Уже позже, когда мы шли пешком по улице Настоятельниц к дому, где должна была состояться встреча, я успокоилась. К счастью, Ролан ничего не заметил. Жаль, что мы не отправились дальше. Мне бы хотелось показать ему место, где я жила шесть лет… как это было давно, в прошлой жизни… После смерти матери у меня осталась одна лишь связующая ниточка, Ги Лавинь, ее друг. Я догадалась, что это он оплачивал нашу квартиру. Иногда я вижусь с ним, он работает в Отей, на автобазе. Но мы никогда не говорим о прошлом. Он такой же молчун, как и моя мать.
В комиссариате мне стали задавать вопросы, на которые я была обязана отвечать. Поначалу я так стеснялась, что полицейский заметил: «Ты не слишком разговорчива». Точно так же можно было бы сказать и матери, и Ги Лавиню, попадись они в руки полиции. Я не привыкла, чтобы мне задавали вопросы. Меня очень удивило, что я привлекла чье-то внимание. Во второй раз, в комиссариате Гран-Карьер, полицейский оказался более заботливым: мне понравилась его манера вести беседу. То есть он дал мне возможность говорить откровенно, говорить о себе, и, кроме того, я видела перед собой человека, который интересовался моими делами. Но у меня не было опыта, и я не могла нормально отвечать. Ну, разве что на вопросы типа: «Где вы учились?»
— В монастырской школе Сен-Венсан де Поль, а потом в муниципальной школе на улице Антуанетт.
Я постеснялась сказать ему, что меня не приняли в лицей Жюль-Ферри. Но потом сделала глубокий вдох и все-таки призналась. Он наклонился ко мне и мягко произнес, словно сочувствуя: «Тем хуже для лицея Жюль-Ферри». Это настолько поразило меня, что я чуть не рассмеялась. Он улыбался и смотрел мне в глаза таким же ясным взглядом, как и у моей матери, только более нежным, внимательным. Потом он спросил о семье. Я чувствовала к нему доверие и кое-что рассказала: мать из деревни в Солони. Приехав в Париж, она, несмотря на свою молодость, получила место в «Мулен Руж», так как у директора, господина Фурсе, в тех краях есть имение. Отца своего я не знаю. Родилась я в Солони, но после приезда в Париж больше никогда там не бывала. Вот почему мать часто повторяла: «У нас больше нет крыши над головой».

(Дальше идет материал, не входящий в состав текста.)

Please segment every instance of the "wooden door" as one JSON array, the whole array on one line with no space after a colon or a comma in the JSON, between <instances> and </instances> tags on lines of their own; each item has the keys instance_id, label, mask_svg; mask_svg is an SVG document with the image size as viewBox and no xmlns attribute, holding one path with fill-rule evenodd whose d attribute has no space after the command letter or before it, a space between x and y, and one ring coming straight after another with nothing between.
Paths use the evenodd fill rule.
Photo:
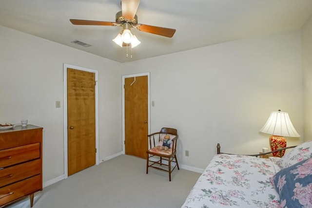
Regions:
<instances>
[{"instance_id":1,"label":"wooden door","mask_svg":"<svg viewBox=\"0 0 312 208\"><path fill-rule=\"evenodd\" d=\"M148 134L147 76L137 76L134 81L134 77L125 79L125 151L126 154L146 158Z\"/></svg>"},{"instance_id":2,"label":"wooden door","mask_svg":"<svg viewBox=\"0 0 312 208\"><path fill-rule=\"evenodd\" d=\"M68 173L96 164L95 74L67 68Z\"/></svg>"}]
</instances>

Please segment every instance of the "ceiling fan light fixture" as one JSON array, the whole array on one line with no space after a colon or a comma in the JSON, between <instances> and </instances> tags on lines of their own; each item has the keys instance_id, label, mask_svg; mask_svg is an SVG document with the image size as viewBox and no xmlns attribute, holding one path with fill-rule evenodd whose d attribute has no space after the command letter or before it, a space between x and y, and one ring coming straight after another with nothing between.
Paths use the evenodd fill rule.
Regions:
<instances>
[{"instance_id":1,"label":"ceiling fan light fixture","mask_svg":"<svg viewBox=\"0 0 312 208\"><path fill-rule=\"evenodd\" d=\"M122 35L121 35L121 39L122 41L125 43L130 43L132 40L133 38L133 35L131 33L130 30L128 29L125 29L122 31Z\"/></svg>"},{"instance_id":2,"label":"ceiling fan light fixture","mask_svg":"<svg viewBox=\"0 0 312 208\"><path fill-rule=\"evenodd\" d=\"M121 34L118 33L116 36L116 38L113 39L113 41L114 41L116 44L119 45L120 47L122 47L122 39L121 38Z\"/></svg>"}]
</instances>

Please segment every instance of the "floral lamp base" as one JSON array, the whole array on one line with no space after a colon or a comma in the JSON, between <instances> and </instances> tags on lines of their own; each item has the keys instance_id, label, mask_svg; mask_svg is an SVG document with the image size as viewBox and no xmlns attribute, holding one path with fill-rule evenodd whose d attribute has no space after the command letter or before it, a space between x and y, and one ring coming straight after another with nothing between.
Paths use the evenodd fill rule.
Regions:
<instances>
[{"instance_id":1,"label":"floral lamp base","mask_svg":"<svg viewBox=\"0 0 312 208\"><path fill-rule=\"evenodd\" d=\"M270 137L270 147L271 151L286 147L286 140L282 136L271 135ZM272 153L273 157L282 157L285 154L285 150Z\"/></svg>"}]
</instances>

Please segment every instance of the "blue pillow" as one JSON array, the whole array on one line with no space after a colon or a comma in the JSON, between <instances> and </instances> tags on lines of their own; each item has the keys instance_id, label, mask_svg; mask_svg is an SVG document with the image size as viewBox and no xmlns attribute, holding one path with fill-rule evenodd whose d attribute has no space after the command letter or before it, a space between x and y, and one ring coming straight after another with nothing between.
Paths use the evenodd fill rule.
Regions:
<instances>
[{"instance_id":1,"label":"blue pillow","mask_svg":"<svg viewBox=\"0 0 312 208\"><path fill-rule=\"evenodd\" d=\"M312 207L312 158L282 169L271 178L281 207Z\"/></svg>"}]
</instances>

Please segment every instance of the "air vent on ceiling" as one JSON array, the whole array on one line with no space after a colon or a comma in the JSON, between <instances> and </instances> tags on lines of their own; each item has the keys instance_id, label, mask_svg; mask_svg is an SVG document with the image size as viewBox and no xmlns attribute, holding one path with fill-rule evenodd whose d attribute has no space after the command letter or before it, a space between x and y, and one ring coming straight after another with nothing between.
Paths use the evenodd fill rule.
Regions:
<instances>
[{"instance_id":1,"label":"air vent on ceiling","mask_svg":"<svg viewBox=\"0 0 312 208\"><path fill-rule=\"evenodd\" d=\"M71 42L72 42L73 43L77 44L77 45L81 45L81 46L83 46L86 48L87 47L89 47L91 46L91 45L89 44L83 42L81 42L78 40L74 40L73 41L72 41Z\"/></svg>"}]
</instances>

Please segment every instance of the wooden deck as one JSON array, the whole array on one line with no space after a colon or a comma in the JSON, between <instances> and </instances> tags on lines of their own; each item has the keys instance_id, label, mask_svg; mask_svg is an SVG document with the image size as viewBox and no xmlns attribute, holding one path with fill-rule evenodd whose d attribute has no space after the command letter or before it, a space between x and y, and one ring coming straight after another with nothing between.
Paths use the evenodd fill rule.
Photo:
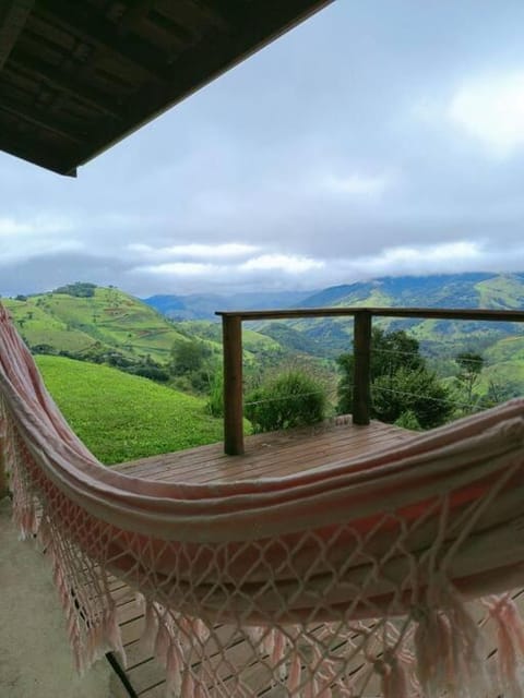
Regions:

Он слушал меня и что-то записывал в своем блокноте. У меня возникло новое чувство: пока он писал, мне становилось гораздо легче на душе. Меня больше не касалось прошлое, словно я говорила не о себе, а о ком-то другом, и при этом я испытывала облегчение от того, что за мной записывают. Записано черным по белому, а следовательно, окончено, зарыто в могиле, где похоронены имена и даты. Я говорила все быстрее и быстрее, слова лились беспрестанно: «Мулен Руж», мать, Ги Лавинь, лицей Жюль-Ферри, Солонь… Со мной ведь никто никогда раньше не разговаривал. Какое облегчение! Завершился целый этап жизни, жизни «предписанной» извне. Отныне я сама могла решать свою судьбу. Все началось с той ночи; но чтобы я была окончательно свободна, мне хотелось, чтобы полицейский вычеркнул все, что он про меня написал. Я была готова дать ему новые сведения, назвать иные имена, рассказать о другой, воображаемой семье, о той семье, о которой мечтала.